Em percentual, a criança possui mais água corporal do que o adulto, cerca de 80% do peso e o recém-nascido pode ter ainda mais que isso.

Já uma pessoa adulta tem cerca de 70% do seu peso em água. Isso equivale a quase 50 kg de água em um adulto de 70 kg e cerca de 50 litros de água distribuídos pelo corpo.



Os idosos por sua vez, possuem menor quantidade de água do que os jovens, em média 50% do peso corporal. Isso pode explicar a importância do componente hídrico em nosso corpo e a importância dos mecanismos fisiológicos que mantêm esses volumes líquidos estáveis.

Em condições normais de saúde perdemos água de diversas maneiras: pela transpiração, pela urina, através do metabolismo celular (processo de funcionamento das células que garante a vida) e pela perspiração, que é a perda de água através da respiração e da fala.

Quando estamos nos exercitando, transpiramos muito mais e as perdas da perspiração são muito maiores. 

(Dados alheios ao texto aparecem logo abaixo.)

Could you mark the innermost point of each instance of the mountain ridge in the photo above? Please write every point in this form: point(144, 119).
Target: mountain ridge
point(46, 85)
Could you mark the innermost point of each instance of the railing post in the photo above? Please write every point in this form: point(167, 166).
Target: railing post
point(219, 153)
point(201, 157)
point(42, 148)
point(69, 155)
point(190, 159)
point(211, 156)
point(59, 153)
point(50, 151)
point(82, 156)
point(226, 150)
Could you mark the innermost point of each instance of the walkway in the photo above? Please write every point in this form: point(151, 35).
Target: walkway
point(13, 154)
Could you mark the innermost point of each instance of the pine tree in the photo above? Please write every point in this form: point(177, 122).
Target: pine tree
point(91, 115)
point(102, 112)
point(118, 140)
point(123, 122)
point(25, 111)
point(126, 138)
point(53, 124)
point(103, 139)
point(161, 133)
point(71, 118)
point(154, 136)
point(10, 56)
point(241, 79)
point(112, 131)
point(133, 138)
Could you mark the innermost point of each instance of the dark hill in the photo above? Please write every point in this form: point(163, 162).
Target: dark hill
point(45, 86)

Também perdemos água em situações não fisiológicas como quando estamos com febre ou acometidos por doenças que causam falta de ar, como as pulmonares e aquelas que causam perda de grandes volumes urinários, como o diabetes descompensado.

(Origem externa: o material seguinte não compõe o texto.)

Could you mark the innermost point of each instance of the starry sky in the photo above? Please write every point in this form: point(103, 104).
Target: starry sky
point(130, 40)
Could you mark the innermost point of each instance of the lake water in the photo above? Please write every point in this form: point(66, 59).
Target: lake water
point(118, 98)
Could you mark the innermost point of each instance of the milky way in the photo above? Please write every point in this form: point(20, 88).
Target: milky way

As crianças, os obesos e os idosos são mais vulneráveis quando perdem água, mesmo que seja em pequena quantidade. A água proporcional ao peso corporal do obeso é muito menor do que nos magros, podendo chegar a 25-30% apenas, tornando-os vulneráveis à desidratação. Isso pode explicar o quanto é equivocada a atitude de se usarem diuréticos para emagrecer.
Pode haver realmente perda de peso, mas, às custas de desidratação e não de perda de gordura corporal. Pode-se dizer a mesma coisa dos laxantes, que causam diarreia e perda de água com a ilusória redução do peso. Tudo muito temporário, desconfortável e arriscado para os pacientes.

REGULAÇÃO HÍDRICA

O ideal seria a ingestão frequente de líquidos independente da sede, pois quando sentimos sede é porque já estamos um pouco desidratados. Nossos mecanismos de sede tornam mais fáceis à prevenção da desidratação grave.

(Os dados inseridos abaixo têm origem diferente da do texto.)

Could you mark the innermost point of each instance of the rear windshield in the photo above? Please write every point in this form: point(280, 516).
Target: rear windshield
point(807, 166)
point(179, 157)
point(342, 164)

Quando o tempo está muito seco, nossa hidratação deve ser intensificada e vale tudo: a água filtrada ou mineral, a água de côco, os líquidos isotônicos - aqueles com adição de eletrólitos como potássio e sódio - os chás gelados e os sucos naturais.
A água de côco e os sucos naturais têm a vantagem de serem também nutritivos, além de hidratantes. Além dos líquidos, nossa hidratação estará sempre sendo incrementada quando consumimos legumes, verduras e frutas, pois nesses alimentos a água é o principal componente.

BALANÇO HÍDRICO

É a mensuração da quantidade de líquidos ingeridos e eliminados pelo cliente num período de 24 horas (dia e noite).

Finalidade: avaliar condições de hidratação e eliminação corpóreas.

Líquidos ingeridos (balanço positivo): água, sangue e hemoderivados, alimentos líquidos, soro intravenoso, medicações.

Líquidos eliminados (balanço negativo): vômito, diarreia, suor, urina em excesso, líquidos drenados por drenos ou sondas, queimaduras, respiração excessiva.

Exemplo 1:

O paciente/cliente recebeu 2.500 ml entre dieta e medicações e eliminou 1.900 ml entre diurese e outras drenagens.

2.500 – 1.900 = 600 ml

Portanto o balanço das 24 horas neste caso é positivo, pois o paciente teve mais ganhos do que perdas.

Exemplo 2:

O paciente/cliente recebeu 1.900 ml entre dieta e medicações e eliminou 2.200 ml entre diurese e drenagens.

1.900-2.200 = - 300

Portanto o balanço hídrico das 24 horas é negativo, pois o cliente teve mais perdas que ganhos.

O equilíbrio entre ganho e perda líquida pode sofrer alterações, ocorrendo depleção ou retenção hídrica.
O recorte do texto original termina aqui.